For the rest of the episode, the father-son interactions of Neal and James are mostly on the periphery. There are threads of it that creep into the main plot, but only as subtle hints and gestures. This works in the episode’s favor, as we put aside the sentimentality and are treated to a very entertaining plotline about whiskey counterfeiting. It seems that Flynn Jr. is looking to bring his family back to the top of the crime world by restarting the bootlegging business that made them famous. Neal, luckily, is a master at creating knockoffs of popular whiskeys and decides he will use his skills to lure Flynn Jr. into revealing his illegal plans. We get some great scenes as Neal and his paranoid conspiracy theorist friend Moz (Willie Garson) get drunk as they sample their attempts to replicate the whiskey. Moz of course gets a few good lines in the episode as he’s brought in to recreate the bottles needed for the booze (“I haven’t blown glass since before they faked Reagan’s death!”), but seems pretty underutilized for most of the hour. In fact, there are some moments where I began to realize how much more interesting a show with Moz as the main character would be.

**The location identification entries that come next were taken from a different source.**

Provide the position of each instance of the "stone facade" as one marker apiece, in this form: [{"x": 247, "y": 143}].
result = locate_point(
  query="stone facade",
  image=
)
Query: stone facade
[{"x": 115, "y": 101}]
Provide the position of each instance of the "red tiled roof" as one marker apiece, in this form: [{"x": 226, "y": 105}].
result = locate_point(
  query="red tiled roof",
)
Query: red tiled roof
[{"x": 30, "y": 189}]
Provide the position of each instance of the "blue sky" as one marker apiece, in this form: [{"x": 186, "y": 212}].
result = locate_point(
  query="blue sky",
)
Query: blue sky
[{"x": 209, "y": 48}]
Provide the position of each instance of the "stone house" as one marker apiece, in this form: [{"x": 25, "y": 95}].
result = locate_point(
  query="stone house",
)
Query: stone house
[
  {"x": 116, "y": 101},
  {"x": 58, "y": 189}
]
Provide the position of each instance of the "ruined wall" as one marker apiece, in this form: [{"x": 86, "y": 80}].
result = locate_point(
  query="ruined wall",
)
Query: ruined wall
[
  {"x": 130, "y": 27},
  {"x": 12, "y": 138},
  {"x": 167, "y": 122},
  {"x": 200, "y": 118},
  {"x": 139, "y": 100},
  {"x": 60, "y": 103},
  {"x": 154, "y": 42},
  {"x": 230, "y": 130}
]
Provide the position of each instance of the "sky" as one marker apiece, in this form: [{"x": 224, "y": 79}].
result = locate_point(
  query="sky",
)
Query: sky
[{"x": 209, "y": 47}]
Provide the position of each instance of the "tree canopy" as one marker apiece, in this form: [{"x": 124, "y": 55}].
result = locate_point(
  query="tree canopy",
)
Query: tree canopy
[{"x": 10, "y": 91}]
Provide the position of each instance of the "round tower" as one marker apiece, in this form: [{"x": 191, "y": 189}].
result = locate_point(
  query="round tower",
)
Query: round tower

Throughout the episode Neal reveals how angry he is that his father had conned him in order to get closer to the evidence that could prove his innocence. Of course, being a con man himself, he shouldn’t be surprised that he takes after his dad. This theme of “like father, like son” runs throughout the episode, and we find that Neal and James have the same method of sneaking dry pot roast to a family dog while at dinner. The patriarchal connections don’t stop there, since Dennis Flynn Jr. takes more than just his first name from his late father. Both Flynn’s keep their murder weapons in old whiskey containers, Jr.’s being used to kill James’ old partner Ellen and Sr.’s being used to kill a cop. This proves to be Jr.’s undoing, as Neal and his FBI contact Peter (Tim DeKay) are able to catch Flynn Jr. and pin this crime and many more on him. The episode is unsurprisingly light on action, choosing to focus more on Neal’s cunning and ability to talk his way out of any tense situations with Flynn Jr.
At the end, we come to find out that Flynn Jr. has been murdered while being transported to prison. Someone didn’t want him to reveal any family secrets, especially about the murder James’ has been framed for. Suddenly James’ chances at returning to a normal life are over, and he must go on the run again. Before leaving Neal for the second time, James winds up revealing that there was more than enough evidence that could get him off the hook. However, while awaiting trial in prison he received a mysterious phone call threatening his family if anyone researched his case any further. After learning that his father stayed in prison to keep his family safe, Neal has a small reconciliation with his father, and is able to put that part of the past behind him. While we lost the chance of seeing Flynn Jr. come up as a recurring villain, this plotline is not over yet. Someone wants James to stay on the run, most likely the same person who called him in prison. With this loose end dangling ominously over Neal’s head, all signs are pointing to a heated conclusion to this plotline at season’s end. In the end, the episode managed to overcome the limp cliffhanger of the last episode and provide an interesting story on bootlegging, while still answering the necessary questions about Neal’s family.